In the olden days, polite people made their rounds to each other’s homes and left calling cards with the servants who answered the doors. The lady of the house wouldn’t be home since she would likewise be making rounds leaving calling cards at other people’s houses. What a civilized gesture, and such a waste of time. If you really want to visit someone, why not show up when they might be home? Oh, right, because you shouldn’t expect to be entertained when you show up unexpectedly. That of course would be most uncivilized.
The relative beauty and expense of your calling card was just a part of the civilization game. If you had a really boring card, you must be either boring, or poor, or possibly really secure with yourself. If you had an extra fancy card, you must be interesting, or rich, or possibly really insecure with yourself. Odds are you probably had a card that fell somewhere in between, which added to the whole guessing game of where you fell into the perpetual pecking order.

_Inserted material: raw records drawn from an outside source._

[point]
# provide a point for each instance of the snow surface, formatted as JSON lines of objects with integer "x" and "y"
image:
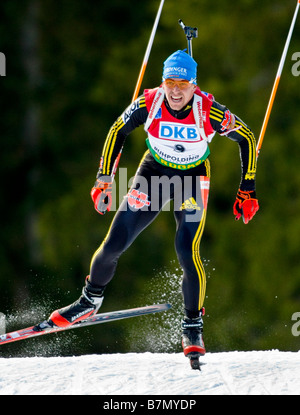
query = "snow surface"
{"x": 232, "y": 373}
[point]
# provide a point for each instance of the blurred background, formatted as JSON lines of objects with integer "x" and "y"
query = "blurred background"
{"x": 71, "y": 69}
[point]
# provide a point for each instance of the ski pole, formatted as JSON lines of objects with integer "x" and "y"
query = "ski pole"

This is all very quaint, outdated, and slightly disturbing. It’s a good thing our society has changed since then, right? Maybe not. We might slightly envy the elaborate dresses the fine ladies wore on their useless calling card rounds, but we also now know that they were being sucked in with bone crushing whale bone corsets and wore really impractical shoes. It’s much better to sit around in a t-shirt and leave a message on a girlfriend’s answering machine. I just wish we still had the manservant to listen to the messages and serve us tea.
Society really hasn’t changed very much. We just changed the rules. I go to your blog, you come to mine, I go to yours… it’s all very friendly and enjoyable, albeit with less fresh air than our ancestors got in the buggy ride from house to house. It’s all very civilized. Yep, very courteous and friendly, and I have to admit I really love doing it.
Sometimes visiting blogs is like visiting somebody’s house that has plants everywhere and toys in the yard and odd sculptures hanging from the ceiling. Sometimes it’s like going to the finest mansion in town and feeling kind of awed by what we find hanging on the walls. Sometimes we find out that our neighbors speak a different language or live in grass huts or igloos. It’s all really, really cool. Maybe even more importantly, we find out that there are a lot of nice and interesting people in the world, and we’re lucky to meet them.
These are calling cards I kept when cleaning out my grandma’s house. Maybe my grandma knew who Wm. Clouser was, and who he wanted to “Accept my Love”? The peacock fan is glued at the bottom and bends down to reveal Wm.’s name. Charlie Barro apparently thought that was a good idea with his disembodied hand offering a bouquet of roses “With love and fond wishes”. I wonder who he was trying to impress? Since neither of these men made it into my family tree, why were their cards kept all of these years? Were my ancestors heart breakers or heartbroken?
I scanned in the prettier cards in my collection. Others are simply script fonts engraved on heavy cards, but I like my great-great-grandmother’s card because she was studying penmanship, and that’s her actual writing – which goes to the point of why I keep these things I guess. They were in real people’s hands before they put on their gloves for the buggy ride.
Since it’s Illustration Friday, I put my own business card on top. I feel like I’m cheating a since I posted this hawk last year, but sometimes isn’t it the gesture that counts?